MUSC helps lead effort to improve emergency care

September 06, 2017
Cornell Stanley suffered a severe traumatic brain injury in a car crash
Cornell Stanley suffered a severe traumatic brain injury in a car crash, one type of injury that will be studied by a national clinical trial network whose data coordination will be led by MUSC. Photo by Sarah Pack

Clinical trial experts Valerie Durkalski-MauldinYuko Palesch and their team of data specialists at the Medical University of South Carolina are about to help patients across the country get better care in emergency departments. “We have a strong track record and we have the expertise in designing and coordinating trials in this area,” Durkalski-Mauldin said.

She and Palesch co-direct the Data Coordination Unit at MUSC, which has been selected to serve as the lead data coordinating center for a national clinical trial network focusing on diseases and injuries that send people to emergency departments. The network is funded by the National Institutes of Health.

“Trials conducted within the network will look at everything from traumatic brain injury to heart attack,” Palesch said.

SIREN,  or the Strategies to Innovate EmeRgENcy Care Clinical Trials Network, is funded by the National Institutes of Health. There’s a good reason the DCU was picked for a key role, according to John Vena. He’s a professor and founding chairman of the MUSC Department of Public Health Sciences, of which the DCU is part.

“The DCU is one of the leading and best programs in the world in the conduct, management and analysis of medical research conducted at multiple sites that tests the effectiveness and safety of medical practice — interventions like medicines and procedures,” Vena said. “These clinical trials are conducted in collaboration with medical centers throughout the USA and the world. We applaud their mission, skills and hard work.”

The DCU will work with a clinical coordinating center at the University of Michigan and up to 11 clinical research centers around the United States, known as SIREN hubs. MUSC Health may become a “spoke” for one of those hubs, meaning that its doctors and patients could become involved in SIREN’s clinical trials.   Durkalski-Mauldin said the trials conducted by SIREN will involve multiple hospitals and involve neurologists, neurosurgeons, cardiologists and emergency department doctors. “The network will help us to be better at finding out if a treatment’s going to work or not. It will speed up getting results from the clinical trials, because we’re going to have an established infrastructure to start the trials quicker.”

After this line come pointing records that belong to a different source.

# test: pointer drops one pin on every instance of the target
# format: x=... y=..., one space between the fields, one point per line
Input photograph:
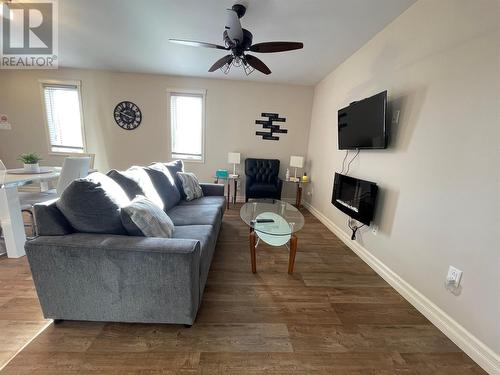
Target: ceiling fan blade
x=269 y=47
x=228 y=59
x=193 y=43
x=256 y=63
x=233 y=27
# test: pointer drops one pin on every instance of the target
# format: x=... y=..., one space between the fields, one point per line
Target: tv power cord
x=353 y=227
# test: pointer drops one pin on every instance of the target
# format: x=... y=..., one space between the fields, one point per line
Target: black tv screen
x=354 y=197
x=363 y=124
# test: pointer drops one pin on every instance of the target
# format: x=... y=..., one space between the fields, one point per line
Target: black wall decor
x=268 y=124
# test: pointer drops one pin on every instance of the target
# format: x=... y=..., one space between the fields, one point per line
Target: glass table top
x=282 y=218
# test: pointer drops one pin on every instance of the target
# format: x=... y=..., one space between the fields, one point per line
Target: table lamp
x=296 y=162
x=233 y=158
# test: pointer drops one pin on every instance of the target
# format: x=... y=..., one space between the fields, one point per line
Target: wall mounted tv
x=362 y=124
x=354 y=197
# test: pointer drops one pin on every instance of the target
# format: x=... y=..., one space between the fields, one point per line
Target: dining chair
x=72 y=169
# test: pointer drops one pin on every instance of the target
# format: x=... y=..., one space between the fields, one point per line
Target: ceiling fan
x=239 y=42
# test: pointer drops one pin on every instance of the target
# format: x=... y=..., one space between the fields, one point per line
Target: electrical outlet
x=454 y=276
x=395 y=117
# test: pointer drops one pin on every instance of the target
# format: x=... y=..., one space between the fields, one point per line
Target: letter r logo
x=27 y=28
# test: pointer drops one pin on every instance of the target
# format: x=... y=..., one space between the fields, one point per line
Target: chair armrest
x=279 y=183
x=212 y=189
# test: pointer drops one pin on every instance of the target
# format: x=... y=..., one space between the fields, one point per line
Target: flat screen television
x=362 y=124
x=354 y=197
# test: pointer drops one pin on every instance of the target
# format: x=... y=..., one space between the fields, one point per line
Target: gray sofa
x=123 y=278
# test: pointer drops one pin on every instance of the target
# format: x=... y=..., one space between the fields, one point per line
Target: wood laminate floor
x=334 y=315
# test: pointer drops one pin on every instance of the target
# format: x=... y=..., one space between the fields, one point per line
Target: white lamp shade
x=233 y=157
x=296 y=161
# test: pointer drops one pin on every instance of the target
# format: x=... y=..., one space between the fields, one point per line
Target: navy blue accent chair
x=262 y=179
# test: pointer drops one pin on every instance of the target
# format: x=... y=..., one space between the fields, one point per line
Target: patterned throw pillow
x=149 y=219
x=190 y=185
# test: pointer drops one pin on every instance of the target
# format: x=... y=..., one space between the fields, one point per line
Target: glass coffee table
x=274 y=222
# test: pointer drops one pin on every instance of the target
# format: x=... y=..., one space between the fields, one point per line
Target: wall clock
x=128 y=116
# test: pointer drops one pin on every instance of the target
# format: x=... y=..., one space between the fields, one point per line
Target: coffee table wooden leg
x=252 y=251
x=293 y=251
x=298 y=198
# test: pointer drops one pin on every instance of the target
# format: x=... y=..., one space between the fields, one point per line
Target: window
x=63 y=113
x=187 y=117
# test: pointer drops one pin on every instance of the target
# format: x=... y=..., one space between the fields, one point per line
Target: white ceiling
x=132 y=36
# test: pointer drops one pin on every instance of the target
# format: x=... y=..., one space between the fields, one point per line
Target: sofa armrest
x=212 y=189
x=101 y=277
x=49 y=220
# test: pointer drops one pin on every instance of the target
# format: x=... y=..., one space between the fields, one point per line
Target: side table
x=230 y=180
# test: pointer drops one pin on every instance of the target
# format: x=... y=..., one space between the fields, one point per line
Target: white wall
x=231 y=110
x=440 y=178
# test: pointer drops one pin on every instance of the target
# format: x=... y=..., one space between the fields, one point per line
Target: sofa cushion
x=219 y=201
x=164 y=183
x=145 y=217
x=136 y=181
x=92 y=204
x=174 y=167
x=195 y=214
x=190 y=185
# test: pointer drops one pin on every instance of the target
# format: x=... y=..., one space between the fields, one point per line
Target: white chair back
x=72 y=169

SIREN’s goal is to advance emergency medicine by studying new treatments. The trials will focus on conditions that include: 

  • Spinal cord injury
  • Traumatic brain injury
  • Seizures 
  • Acute respiratory distress
  • Cardiac arrest
  • Trauma
  • Pulmonary embolism

Palesch said the first SIREN study will focus on traumatic brain injury, which affects an estimated 1.7 million Americans every year. “The funding for that will probably start in the end of 2017. That’s going to be a multi-center study looking at a treatment that increases the amount of oxygen that the blood can carry for severe TBI.  The study, led by a neurosurgeon in Minnesota, will try to determine whether this treatment could eventually improve their outcome if given early on.”

SIREN’s five key areas of emphasis are neurology, cardiology, respiratory care, hematology and trauma. The trials will focus not only on the care patients get in hospitals but also the treatment they get from emergency medical response teams that arrive after 911 calls.

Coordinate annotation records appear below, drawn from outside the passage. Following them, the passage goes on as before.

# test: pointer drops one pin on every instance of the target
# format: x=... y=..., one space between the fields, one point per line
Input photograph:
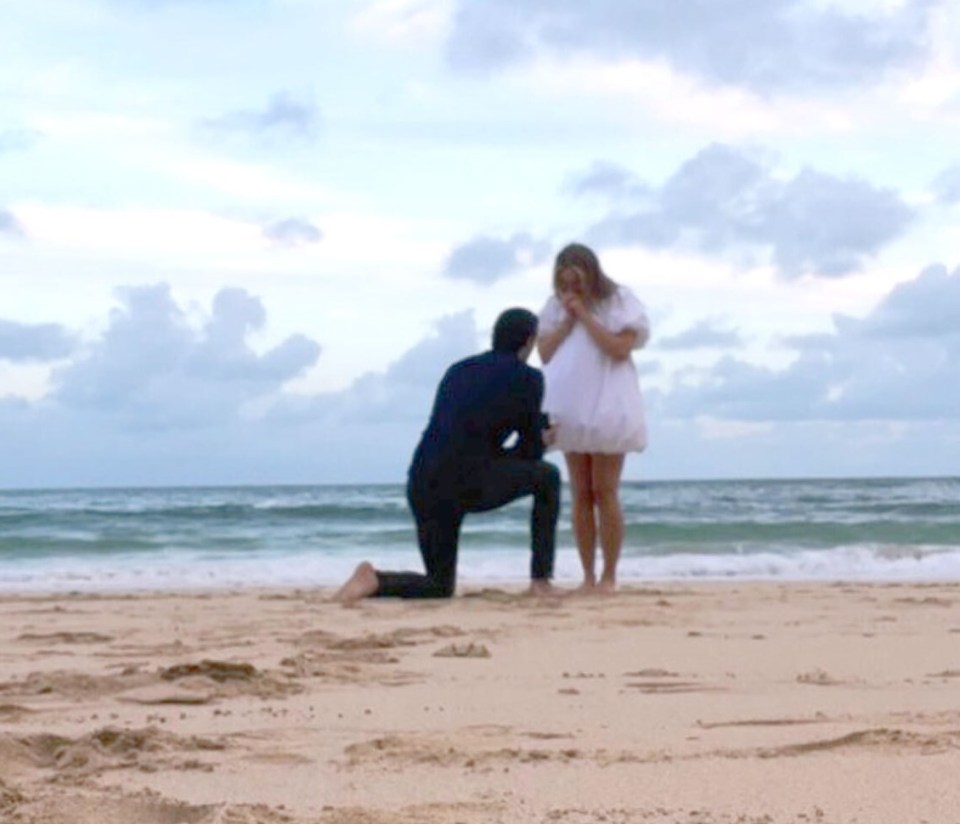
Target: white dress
x=594 y=400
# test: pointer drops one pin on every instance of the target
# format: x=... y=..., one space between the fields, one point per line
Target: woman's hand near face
x=574 y=305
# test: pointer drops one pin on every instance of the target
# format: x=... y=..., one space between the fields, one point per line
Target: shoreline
x=708 y=702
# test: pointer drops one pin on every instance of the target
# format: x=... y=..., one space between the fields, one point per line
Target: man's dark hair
x=513 y=329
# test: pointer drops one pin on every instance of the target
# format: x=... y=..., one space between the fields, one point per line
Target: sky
x=241 y=240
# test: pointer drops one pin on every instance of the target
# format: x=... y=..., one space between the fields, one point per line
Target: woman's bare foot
x=362 y=584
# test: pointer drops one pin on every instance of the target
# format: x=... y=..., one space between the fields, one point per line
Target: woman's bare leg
x=583 y=517
x=606 y=471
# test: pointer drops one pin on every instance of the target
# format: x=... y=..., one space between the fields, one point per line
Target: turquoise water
x=108 y=539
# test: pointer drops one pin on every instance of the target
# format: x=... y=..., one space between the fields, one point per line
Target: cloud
x=292 y=231
x=947 y=185
x=766 y=46
x=897 y=364
x=17 y=140
x=610 y=180
x=728 y=199
x=284 y=119
x=486 y=259
x=705 y=334
x=159 y=400
x=152 y=369
x=21 y=342
x=403 y=390
x=9 y=224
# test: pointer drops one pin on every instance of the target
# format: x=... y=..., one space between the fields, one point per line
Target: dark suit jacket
x=480 y=402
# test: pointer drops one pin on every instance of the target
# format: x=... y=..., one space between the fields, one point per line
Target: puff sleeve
x=627 y=312
x=552 y=315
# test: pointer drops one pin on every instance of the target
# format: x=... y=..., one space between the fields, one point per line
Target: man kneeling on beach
x=461 y=465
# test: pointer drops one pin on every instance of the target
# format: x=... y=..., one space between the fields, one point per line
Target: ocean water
x=186 y=538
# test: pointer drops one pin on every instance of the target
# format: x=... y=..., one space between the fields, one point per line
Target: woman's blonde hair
x=578 y=256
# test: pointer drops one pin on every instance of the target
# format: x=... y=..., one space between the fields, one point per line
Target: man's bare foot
x=362 y=584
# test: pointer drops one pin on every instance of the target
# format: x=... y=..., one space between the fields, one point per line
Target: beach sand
x=741 y=703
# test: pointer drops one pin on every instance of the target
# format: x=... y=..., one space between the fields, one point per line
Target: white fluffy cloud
x=764 y=45
x=897 y=365
x=727 y=199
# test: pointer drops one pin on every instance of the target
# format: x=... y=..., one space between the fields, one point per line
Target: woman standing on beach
x=588 y=329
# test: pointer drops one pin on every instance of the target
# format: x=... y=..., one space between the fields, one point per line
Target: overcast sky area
x=241 y=240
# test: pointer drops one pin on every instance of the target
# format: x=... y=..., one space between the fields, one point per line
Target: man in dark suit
x=461 y=465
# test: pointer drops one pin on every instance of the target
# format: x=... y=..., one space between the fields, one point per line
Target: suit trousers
x=440 y=501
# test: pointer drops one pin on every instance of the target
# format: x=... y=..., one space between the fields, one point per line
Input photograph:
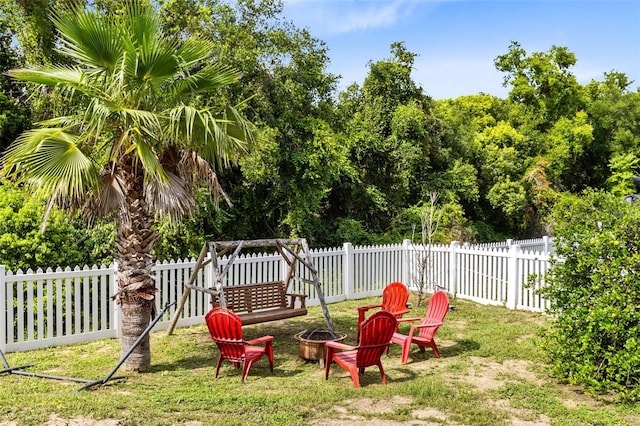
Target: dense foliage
x=66 y=241
x=595 y=293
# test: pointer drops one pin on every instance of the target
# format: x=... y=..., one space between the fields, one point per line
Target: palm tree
x=138 y=143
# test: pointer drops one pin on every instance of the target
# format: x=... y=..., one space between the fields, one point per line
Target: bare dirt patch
x=79 y=421
x=349 y=413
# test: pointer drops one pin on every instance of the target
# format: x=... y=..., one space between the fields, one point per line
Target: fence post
x=347 y=271
x=453 y=268
x=513 y=281
x=116 y=309
x=546 y=244
x=407 y=263
x=3 y=310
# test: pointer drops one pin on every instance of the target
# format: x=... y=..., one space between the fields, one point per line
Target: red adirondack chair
x=394 y=300
x=436 y=311
x=225 y=328
x=374 y=341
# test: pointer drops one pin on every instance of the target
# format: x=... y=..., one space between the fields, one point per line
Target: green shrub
x=594 y=290
x=66 y=241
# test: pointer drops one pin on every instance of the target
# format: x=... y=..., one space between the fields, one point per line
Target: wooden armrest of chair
x=427 y=325
x=260 y=340
x=409 y=319
x=419 y=326
x=366 y=308
x=338 y=345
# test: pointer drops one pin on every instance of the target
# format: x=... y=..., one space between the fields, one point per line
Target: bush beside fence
x=63 y=306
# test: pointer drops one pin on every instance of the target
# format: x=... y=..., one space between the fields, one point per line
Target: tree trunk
x=135 y=239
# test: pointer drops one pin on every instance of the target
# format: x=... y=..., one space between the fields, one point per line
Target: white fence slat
x=48 y=308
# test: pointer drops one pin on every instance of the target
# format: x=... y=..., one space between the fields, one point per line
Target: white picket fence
x=63 y=306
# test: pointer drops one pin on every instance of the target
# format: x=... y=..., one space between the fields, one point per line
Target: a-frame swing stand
x=293 y=251
x=88 y=382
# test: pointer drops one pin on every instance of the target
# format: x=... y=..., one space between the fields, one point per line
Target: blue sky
x=458 y=40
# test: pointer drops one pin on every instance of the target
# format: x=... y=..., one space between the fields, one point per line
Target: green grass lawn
x=492 y=372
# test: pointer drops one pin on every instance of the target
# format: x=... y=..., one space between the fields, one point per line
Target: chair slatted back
x=394 y=297
x=437 y=309
x=225 y=328
x=375 y=336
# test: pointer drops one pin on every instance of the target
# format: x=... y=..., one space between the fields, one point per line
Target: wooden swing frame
x=255 y=302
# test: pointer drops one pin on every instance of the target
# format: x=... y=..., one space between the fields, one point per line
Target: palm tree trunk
x=135 y=239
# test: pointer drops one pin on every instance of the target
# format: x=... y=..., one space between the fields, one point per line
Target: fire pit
x=312 y=343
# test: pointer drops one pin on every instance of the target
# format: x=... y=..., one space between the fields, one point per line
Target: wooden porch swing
x=255 y=302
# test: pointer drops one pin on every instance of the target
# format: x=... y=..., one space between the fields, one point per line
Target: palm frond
x=49 y=76
x=51 y=160
x=89 y=39
x=149 y=159
x=210 y=78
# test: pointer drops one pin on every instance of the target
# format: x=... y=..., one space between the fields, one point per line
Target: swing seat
x=263 y=302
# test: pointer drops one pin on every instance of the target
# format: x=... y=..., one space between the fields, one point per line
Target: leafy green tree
x=14 y=117
x=390 y=141
x=65 y=242
x=542 y=81
x=139 y=143
x=593 y=290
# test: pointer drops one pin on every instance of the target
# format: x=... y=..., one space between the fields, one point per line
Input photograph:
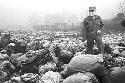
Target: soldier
x=93 y=25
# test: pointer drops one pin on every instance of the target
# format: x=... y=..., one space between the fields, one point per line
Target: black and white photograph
x=62 y=41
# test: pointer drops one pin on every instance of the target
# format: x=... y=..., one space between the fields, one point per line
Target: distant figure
x=93 y=24
x=123 y=22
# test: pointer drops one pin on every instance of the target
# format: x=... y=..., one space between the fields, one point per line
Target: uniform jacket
x=92 y=24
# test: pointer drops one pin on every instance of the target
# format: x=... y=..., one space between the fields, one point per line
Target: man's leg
x=100 y=45
x=90 y=44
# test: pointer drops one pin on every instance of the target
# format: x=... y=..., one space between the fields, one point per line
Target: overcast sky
x=18 y=11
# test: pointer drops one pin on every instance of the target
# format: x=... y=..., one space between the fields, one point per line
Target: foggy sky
x=19 y=11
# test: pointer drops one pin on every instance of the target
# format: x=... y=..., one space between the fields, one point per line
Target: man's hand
x=99 y=32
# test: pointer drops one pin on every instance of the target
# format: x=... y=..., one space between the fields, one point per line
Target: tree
x=122 y=7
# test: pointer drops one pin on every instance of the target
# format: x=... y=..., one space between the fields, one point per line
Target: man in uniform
x=93 y=25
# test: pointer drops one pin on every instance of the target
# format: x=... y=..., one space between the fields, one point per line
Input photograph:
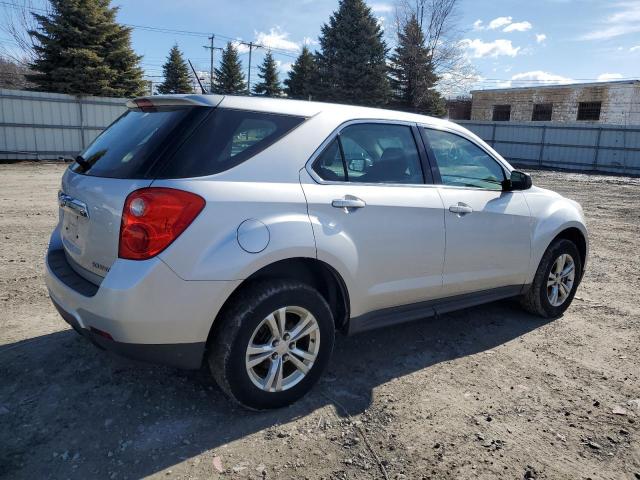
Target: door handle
x=348 y=203
x=461 y=208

MUSC’s DCU has about 30 faculty and staff. They have designed and coordinated more than 60 multi-center clinical trials and serve as the statistical and data coordinating center for the NIH-funded StrokeNet network and the Acute Liver Failure Study Group. 

Those trials have involved more than 400 health care institutions in North America, South America, Europe, Australia and Asia, Durkalski-Mauldin said. “We love the research part, just pushing the science. We collaborate with clinicians around the world who want to do research and find new treatments for their patients.”

The interim chair of the MUSC Health Department of Emergency Medicine, Edward Jauch, said the DCU is also good at collaborating with doctors. “I have worked with the DCU faculty and staff for over 20 years and my experience in working with them was part of my decision to come to MUSC,” he said.

“They always go out of their way to work with physician scientists, who quite frankly, are not always the easiest bunch to deal with,” he said.  “The DCU faculty and staff bend over backward to truly understand the clinical issue being studied rather than just look at the data as numbers. They are very engaged at all levels of study development, conduct and analysis, and bring creative ways to address challenges in study design and conduct.”